Iman, le premier supermodel noir

Son prénom est à lui seul témoin de sa renommée internationale. Iman, le top model somalien a révolutionné l’industrie de la mode dans les années 80. Ce mardi 27 août, Iman reçoit le Prix Franca Sozzani en hommage à sa carrière et ses engagements humanitaires.

Née le 25 juillet 1955 à Mogadiscio, Iman est le mannequin emblématique des années 80. En près de 20 ans de carrière, le supermodel a fait de son succès un outil pour bousculer les codes de la beauté, ouvrant la voie à des générations de mannequins de couleur.
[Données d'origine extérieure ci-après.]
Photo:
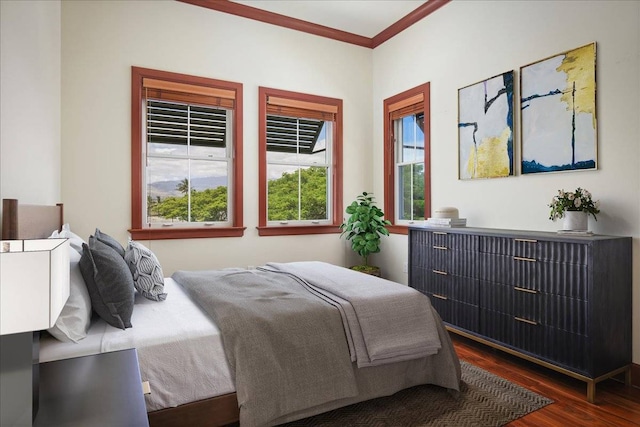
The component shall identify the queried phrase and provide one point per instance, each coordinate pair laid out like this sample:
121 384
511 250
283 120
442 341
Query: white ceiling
362 17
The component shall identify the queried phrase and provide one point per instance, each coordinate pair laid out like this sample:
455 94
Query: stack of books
446 222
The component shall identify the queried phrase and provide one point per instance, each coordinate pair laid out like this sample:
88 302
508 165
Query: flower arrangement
579 200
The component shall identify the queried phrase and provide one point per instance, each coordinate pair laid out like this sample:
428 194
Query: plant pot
367 269
576 221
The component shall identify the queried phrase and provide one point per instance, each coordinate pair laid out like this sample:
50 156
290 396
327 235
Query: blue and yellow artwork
485 128
558 112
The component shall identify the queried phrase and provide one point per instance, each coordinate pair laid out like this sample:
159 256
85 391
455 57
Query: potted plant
574 207
364 227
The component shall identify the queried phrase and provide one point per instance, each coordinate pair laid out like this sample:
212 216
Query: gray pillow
74 320
109 283
148 278
109 241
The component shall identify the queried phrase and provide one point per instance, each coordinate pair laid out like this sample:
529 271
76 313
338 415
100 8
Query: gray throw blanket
385 322
285 346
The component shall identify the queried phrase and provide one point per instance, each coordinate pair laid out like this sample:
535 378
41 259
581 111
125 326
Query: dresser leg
591 391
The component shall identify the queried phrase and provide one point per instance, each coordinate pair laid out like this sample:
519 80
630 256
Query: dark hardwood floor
615 403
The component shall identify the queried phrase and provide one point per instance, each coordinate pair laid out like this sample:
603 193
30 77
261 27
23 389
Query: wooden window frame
210 87
296 99
392 105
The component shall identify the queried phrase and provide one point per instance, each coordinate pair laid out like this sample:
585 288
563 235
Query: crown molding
249 12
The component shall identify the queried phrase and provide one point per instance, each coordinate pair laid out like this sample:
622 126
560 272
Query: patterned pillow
148 278
109 283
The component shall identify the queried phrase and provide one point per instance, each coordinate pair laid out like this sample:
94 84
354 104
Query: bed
195 380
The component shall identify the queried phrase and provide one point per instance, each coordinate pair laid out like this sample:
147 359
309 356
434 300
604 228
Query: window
407 183
300 163
186 145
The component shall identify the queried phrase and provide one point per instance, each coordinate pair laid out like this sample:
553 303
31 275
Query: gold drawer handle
531 322
531 291
519 258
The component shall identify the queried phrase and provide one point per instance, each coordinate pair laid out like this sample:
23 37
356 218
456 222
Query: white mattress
179 349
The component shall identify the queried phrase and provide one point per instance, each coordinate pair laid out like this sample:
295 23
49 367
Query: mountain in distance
165 189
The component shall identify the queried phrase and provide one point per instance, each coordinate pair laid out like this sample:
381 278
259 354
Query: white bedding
179 349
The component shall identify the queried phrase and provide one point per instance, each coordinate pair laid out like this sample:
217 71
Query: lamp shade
34 283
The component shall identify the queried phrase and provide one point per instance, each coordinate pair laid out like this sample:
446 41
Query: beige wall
468 41
462 43
103 39
30 101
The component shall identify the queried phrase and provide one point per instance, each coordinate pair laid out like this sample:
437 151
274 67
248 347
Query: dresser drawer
457 313
554 345
570 280
446 240
457 288
495 325
449 262
540 250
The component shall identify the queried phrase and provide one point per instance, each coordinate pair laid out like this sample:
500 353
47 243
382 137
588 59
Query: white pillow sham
74 320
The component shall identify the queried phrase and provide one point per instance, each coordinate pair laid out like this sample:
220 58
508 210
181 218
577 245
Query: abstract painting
485 128
558 112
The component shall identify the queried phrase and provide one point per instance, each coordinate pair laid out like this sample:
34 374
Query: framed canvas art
558 112
485 128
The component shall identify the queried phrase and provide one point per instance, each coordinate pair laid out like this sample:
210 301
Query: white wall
466 42
30 40
103 39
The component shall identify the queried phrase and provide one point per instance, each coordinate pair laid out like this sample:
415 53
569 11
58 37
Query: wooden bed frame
38 221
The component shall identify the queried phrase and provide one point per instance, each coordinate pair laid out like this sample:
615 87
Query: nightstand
98 390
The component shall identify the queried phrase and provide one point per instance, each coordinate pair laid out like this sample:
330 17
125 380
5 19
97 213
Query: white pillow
148 278
74 240
75 318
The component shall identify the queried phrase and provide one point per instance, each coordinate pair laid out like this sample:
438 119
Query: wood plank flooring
615 403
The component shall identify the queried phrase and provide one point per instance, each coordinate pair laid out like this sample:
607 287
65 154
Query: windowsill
298 230
185 233
398 229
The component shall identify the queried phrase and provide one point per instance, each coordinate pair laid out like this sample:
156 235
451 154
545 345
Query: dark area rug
484 400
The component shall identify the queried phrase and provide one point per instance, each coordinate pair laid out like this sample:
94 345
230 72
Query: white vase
575 220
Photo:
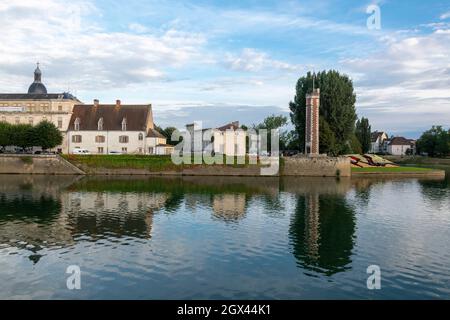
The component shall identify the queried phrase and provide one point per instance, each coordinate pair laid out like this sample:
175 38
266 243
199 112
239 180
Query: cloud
252 60
445 15
72 47
407 80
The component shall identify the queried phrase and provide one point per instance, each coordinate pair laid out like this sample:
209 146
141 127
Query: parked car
80 151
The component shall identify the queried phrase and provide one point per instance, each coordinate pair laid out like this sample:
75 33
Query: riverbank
412 172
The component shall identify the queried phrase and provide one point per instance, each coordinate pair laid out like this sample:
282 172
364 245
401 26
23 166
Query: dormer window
77 124
100 124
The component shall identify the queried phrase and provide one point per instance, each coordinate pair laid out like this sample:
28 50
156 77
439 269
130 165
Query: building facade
37 105
115 129
312 123
400 146
228 140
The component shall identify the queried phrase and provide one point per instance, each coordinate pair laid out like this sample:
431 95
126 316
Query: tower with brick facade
312 122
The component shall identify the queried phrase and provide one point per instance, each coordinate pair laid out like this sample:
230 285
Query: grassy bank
391 170
151 163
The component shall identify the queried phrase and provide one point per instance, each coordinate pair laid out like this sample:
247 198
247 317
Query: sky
220 61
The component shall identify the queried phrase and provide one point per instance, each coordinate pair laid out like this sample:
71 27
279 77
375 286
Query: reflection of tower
312 232
229 206
312 122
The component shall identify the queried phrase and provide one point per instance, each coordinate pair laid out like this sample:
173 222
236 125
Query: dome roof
37 87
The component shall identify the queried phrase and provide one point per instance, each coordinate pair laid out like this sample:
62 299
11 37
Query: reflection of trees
322 232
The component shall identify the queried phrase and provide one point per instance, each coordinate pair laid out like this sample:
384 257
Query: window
76 139
100 124
77 124
100 139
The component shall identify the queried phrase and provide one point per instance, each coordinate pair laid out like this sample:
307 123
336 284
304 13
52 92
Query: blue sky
220 61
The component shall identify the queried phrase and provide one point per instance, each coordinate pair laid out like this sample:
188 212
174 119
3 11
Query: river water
223 238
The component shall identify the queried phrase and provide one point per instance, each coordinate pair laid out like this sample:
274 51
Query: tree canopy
434 142
337 110
363 134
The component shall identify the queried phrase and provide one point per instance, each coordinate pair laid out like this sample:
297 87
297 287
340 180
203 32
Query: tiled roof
400 141
27 96
89 116
153 133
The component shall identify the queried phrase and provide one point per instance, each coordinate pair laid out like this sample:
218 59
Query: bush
44 135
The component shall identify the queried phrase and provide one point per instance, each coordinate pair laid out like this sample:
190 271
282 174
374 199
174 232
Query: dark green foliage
363 133
44 135
337 108
435 142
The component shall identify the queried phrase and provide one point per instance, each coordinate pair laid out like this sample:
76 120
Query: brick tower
312 122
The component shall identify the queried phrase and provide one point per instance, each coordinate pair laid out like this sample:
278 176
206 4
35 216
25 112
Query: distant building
228 139
115 128
378 142
312 123
37 105
400 146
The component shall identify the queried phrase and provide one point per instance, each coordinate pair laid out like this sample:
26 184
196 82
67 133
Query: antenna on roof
314 78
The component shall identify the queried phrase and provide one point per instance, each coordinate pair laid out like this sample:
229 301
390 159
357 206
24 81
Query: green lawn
148 162
390 169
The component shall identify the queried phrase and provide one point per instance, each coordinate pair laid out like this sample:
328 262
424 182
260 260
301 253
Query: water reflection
322 228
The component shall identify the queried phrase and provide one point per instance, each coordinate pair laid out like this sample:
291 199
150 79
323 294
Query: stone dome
37 87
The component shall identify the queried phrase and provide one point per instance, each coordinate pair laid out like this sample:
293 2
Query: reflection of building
322 232
37 105
104 129
229 206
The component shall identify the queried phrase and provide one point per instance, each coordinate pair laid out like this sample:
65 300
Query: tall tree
271 123
5 134
363 134
337 108
434 142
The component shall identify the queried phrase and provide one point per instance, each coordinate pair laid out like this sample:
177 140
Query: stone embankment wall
36 164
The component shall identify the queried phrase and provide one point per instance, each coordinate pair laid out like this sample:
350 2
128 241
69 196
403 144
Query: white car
80 151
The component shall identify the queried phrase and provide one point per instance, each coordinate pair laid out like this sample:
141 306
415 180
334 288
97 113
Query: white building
229 139
117 128
400 146
377 142
37 105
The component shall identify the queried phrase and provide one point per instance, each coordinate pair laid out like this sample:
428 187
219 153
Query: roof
230 126
375 135
36 96
400 141
153 133
89 115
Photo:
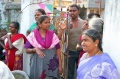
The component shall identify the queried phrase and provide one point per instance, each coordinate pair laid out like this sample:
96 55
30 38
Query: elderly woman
95 64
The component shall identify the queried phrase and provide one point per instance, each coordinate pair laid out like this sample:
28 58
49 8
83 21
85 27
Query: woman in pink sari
44 45
14 46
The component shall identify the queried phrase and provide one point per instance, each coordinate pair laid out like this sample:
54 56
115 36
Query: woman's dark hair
42 18
41 11
94 35
16 25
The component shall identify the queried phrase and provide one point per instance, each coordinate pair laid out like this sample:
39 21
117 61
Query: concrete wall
111 34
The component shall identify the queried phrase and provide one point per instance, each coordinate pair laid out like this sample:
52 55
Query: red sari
14 62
Si le prénom Iman – qui signifie “foi” en arabe – est celui qu’on lui connaît et qui lui sera attribué à la demande de son grand-père, le supermodel est né Zara Mohamed. D’une mère gynécologue et d’un père diplomate, Iman Mohamed Abdulmajid grandit dans une famille aux idées progressistes. Jusqu’à son adolescence, le futur mannequin grandit entre l’Égypte et le Kenya, une ouverture sur le monde qu’elle affectionne mais qui s’effectue par la force des choses.

Je suis musulmane et l’Egypte a été un endroit très progressiste. Les filles comme moi pouvaient aller à l’école.

En 1972, les tensions politiques poussent la famille Abdulmajid à fuir la Somalie. Dans un entretien accordé à Vogue Arabia en 2018, le supermodel se souvient : “avec l’instabilité politique, mes parents se sont installés en Arabie Saoudite, et j’ai été envoyée en Egypte pour finir le lycée. Du Caire, je me rappelle les attaques israéliennes – le son des sirènes et des éclats de verre – mais c’était aussi un pays auquel il était facile de s’adapter. Je suis musulmane et l’Egypte a été un endroit très progressiste. Les filles comme moi pouvaient aller à l’école.”

Iman veut marcher dans les pas de son père Mohamed Abdulmajid, diplomate de profession. Après le lycée, elle décide de poursuivre des études en sciences politiques et s’installe à Nairobi, où elle fait bientôt une rencontre qui va changer sa vie. 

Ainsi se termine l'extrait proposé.